If you're like me, you see the sweltering heat of summer as a preview of hell, making a winter getaway in June as close as you'll come to the pearly gates. It makes perfect sense for the Norwegian med students to snowmobile their way through Dead Snow while on a school break; it's just a shame their drinking games get interrupted by Nazi zombies. Things could be worse. They could be fighting their own flesh and blood, much like the ill-fated parents of The Children, another winter-break horror that ends in doom.

Island Adventure


Because you know how much directors like the contrast of blood on snow, you wise up and hit the sand somewhere safe where no real-life horror can ever find you. Of course what you get instead is generally a supernatural menace thirsting for your suntanned flesh. Look to Lucio Fulci’s Zombie for a pair of innocent (just slightly nude) scuba divers thrown into an undead infested Caribbean paradise. And no, don’t assume you’re safe just because you already survived a harrowing horror movie fate. Poor Sheriff Tiler has to rebattle the titular Jack Frost in the 2000 sequel to the world’s greatest film about a killer snowman. Yes, there’s a killer snowman in the tropics. Don’t think too hard. You’re on vacation.

Cruisin


As long as you’re immune to seasickness, why wouldn’t you hop on board a cruise ship?
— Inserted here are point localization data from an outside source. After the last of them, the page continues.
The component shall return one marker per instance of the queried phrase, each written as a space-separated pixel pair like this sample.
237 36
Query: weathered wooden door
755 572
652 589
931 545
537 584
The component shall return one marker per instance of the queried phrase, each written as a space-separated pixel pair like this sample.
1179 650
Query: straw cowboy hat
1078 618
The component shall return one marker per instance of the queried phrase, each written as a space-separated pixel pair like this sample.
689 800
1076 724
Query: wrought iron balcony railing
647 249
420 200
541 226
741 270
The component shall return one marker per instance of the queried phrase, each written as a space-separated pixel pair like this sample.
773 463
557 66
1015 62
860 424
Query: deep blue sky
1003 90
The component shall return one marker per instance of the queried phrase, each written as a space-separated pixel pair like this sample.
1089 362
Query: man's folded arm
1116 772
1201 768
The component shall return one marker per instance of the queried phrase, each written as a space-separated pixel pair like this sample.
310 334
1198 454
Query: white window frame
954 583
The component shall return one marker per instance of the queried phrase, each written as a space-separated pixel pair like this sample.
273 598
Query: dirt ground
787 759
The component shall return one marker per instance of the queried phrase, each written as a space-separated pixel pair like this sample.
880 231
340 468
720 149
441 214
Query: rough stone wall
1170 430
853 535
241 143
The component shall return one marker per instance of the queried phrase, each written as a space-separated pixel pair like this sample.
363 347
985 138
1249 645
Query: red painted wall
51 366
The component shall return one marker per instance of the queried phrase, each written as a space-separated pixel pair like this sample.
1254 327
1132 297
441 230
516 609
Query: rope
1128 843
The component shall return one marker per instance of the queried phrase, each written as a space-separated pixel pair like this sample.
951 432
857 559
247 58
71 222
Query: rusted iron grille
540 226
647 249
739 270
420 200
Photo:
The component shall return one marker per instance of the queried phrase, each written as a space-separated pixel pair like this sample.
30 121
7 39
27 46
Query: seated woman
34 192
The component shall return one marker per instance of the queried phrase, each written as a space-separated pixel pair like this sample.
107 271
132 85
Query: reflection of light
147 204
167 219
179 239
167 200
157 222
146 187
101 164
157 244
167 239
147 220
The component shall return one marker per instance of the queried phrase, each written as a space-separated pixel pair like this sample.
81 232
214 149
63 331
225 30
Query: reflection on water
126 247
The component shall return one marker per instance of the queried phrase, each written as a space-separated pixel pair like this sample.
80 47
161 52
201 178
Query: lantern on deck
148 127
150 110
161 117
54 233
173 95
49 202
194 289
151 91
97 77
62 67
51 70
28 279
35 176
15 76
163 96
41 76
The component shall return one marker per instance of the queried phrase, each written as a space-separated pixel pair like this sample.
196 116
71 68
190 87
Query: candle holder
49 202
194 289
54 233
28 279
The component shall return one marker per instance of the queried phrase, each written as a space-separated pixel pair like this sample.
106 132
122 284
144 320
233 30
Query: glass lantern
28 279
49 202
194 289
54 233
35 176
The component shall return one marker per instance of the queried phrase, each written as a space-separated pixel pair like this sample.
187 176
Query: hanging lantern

Live music, shuffleboard, and daily all-you-can-eat buffet trips...What’s the catch? Nothing really. Just the minor inconvenience of being stalked and slaughtered by a tall dude with a machete (if, of course, you’re referring to the first 3/4 of Jason Takes Manhattan). Rather keep your itinerary in your own hands? It’s hardly safer, at least if you’re weak to the charms of Billy Zane (and who isn’t?). That’s the lesson learned by Sam Neill and Nicole Kidman in 1989’s Dead Calm, and unless you plan on having sex with a psychopath and aiming a bow and arrow at your beloved pooch, I advise you observe it carefully.

Road Trip Fun


See America the way Henry Ford intended with a cross-country road trip accompanied by hours of I Spy. One can only cycle through 99 Bottles of Beer On the Wall so many times before the  need for a new adventure rises, at which point there are plenty of inbred cannibals (Wrong Turn), possessed mannequins (Tourist Trap) and dysfunctional psychotic families (The Texas Chainsaw Massacre) waiting to make your vacation a little more memorable.